Japan notes that, in a contorted new argument in support of its contention, the United States asserts that the 1916 Act is not within the scope of Article VI of the GATT 1994 and the AntiDumping Agreement, but rather is governed by Article III:4 of the GATT 1994.  Thus, since it would be a measure permitted by another WTO provision, antidumping duties are not the exclusive remedy for dumping.  The logical fallacy is obvious.244  If a law is not an antidumping law, the fact that other provisions may be violated is not relevant to the issue of whether measures other than antidumping duties are permitted in order to offset dumping.  In all of its argumentation, the United States has been unable to explain how the 1916 Act's penalties - imprisonment, treble damages, fines and costs - are measures permitted under other WTO provisions.  In answer to Japan's question, the United States says that if there is an analogous domestic statute providing capital punishment or life-term imprisonment, a Member can provide such remedies against dumping.  This US interpretation runs counter not only to relevant WTO provisions but also to the objectives of the WTO regime.
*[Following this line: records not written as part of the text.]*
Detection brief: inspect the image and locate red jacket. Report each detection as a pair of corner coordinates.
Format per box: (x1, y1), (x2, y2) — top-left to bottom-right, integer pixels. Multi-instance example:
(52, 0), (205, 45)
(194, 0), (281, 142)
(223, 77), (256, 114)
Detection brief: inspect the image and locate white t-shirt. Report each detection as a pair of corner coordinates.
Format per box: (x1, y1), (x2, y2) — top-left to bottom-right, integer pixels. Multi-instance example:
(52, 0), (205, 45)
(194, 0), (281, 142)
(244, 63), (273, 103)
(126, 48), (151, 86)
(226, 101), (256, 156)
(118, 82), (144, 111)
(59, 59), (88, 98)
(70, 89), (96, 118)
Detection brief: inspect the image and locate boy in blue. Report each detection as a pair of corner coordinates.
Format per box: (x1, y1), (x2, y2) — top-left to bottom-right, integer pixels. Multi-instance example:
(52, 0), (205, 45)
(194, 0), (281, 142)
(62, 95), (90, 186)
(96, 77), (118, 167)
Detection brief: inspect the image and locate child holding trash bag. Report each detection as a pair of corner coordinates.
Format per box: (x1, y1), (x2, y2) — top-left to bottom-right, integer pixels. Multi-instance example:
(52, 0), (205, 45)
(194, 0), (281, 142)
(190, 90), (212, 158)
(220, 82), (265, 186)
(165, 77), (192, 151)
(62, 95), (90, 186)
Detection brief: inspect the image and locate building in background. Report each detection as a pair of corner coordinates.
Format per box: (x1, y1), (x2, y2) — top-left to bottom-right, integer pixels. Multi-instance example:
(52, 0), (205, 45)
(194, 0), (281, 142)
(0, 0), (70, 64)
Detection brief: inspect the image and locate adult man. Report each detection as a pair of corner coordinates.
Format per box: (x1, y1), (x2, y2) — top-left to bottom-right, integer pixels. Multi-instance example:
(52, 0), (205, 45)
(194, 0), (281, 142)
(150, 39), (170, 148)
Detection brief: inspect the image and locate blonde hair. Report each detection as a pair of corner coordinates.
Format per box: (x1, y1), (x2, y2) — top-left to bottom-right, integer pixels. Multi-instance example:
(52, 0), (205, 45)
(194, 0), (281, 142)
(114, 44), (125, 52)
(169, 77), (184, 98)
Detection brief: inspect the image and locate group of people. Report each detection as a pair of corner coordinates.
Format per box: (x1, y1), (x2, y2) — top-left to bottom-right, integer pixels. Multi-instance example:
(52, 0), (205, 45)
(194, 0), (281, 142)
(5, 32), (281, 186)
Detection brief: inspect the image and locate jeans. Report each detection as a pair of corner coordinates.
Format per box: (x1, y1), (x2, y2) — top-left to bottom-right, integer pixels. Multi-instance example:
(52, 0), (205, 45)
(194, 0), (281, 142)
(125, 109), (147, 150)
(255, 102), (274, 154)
The United States, in reaction to Japan's hypothetical examples of capital punishment or life imprisonment as remedies for 1916 Act violations, states that these are not among the (unused) criminal remedies provided in the 1916 Act itself.  If they were, they would violate the national treatment provisions of Article III of the GATT 1994 unless and until the United States began to execute domestic price discriminators.  The United States does not do that.


In response to a question of the Panel regarding the meaning of the word "measure" in Article 1 of the AntiDumping Agreement as opposed to that of the word "action" in Article 18.1 of the AntiDumping Agreement and footnote 24 attached thereto, Japan notes that the term "measure"

243 In response to a question of Japan regarding whether the 1916 Act would be a GATT-consistent measure if sanctions against injurious dumping included capital punishment or life-term imprisonment, the United States notes that the question wrongly implies that the 1916 Act is a sanction against injurious dumping.  Apart from this, if those remedies were allowed under the 1916 Act, it would be inconsistent with Article III:4 as there is no analogous domestic statute providing for those remedies.

244 In response to a question of the United States, Japan confirms its view that Article VI governs any and all measures taken in order to offset dumping regardless of whether the measure is applied at the border or within the border.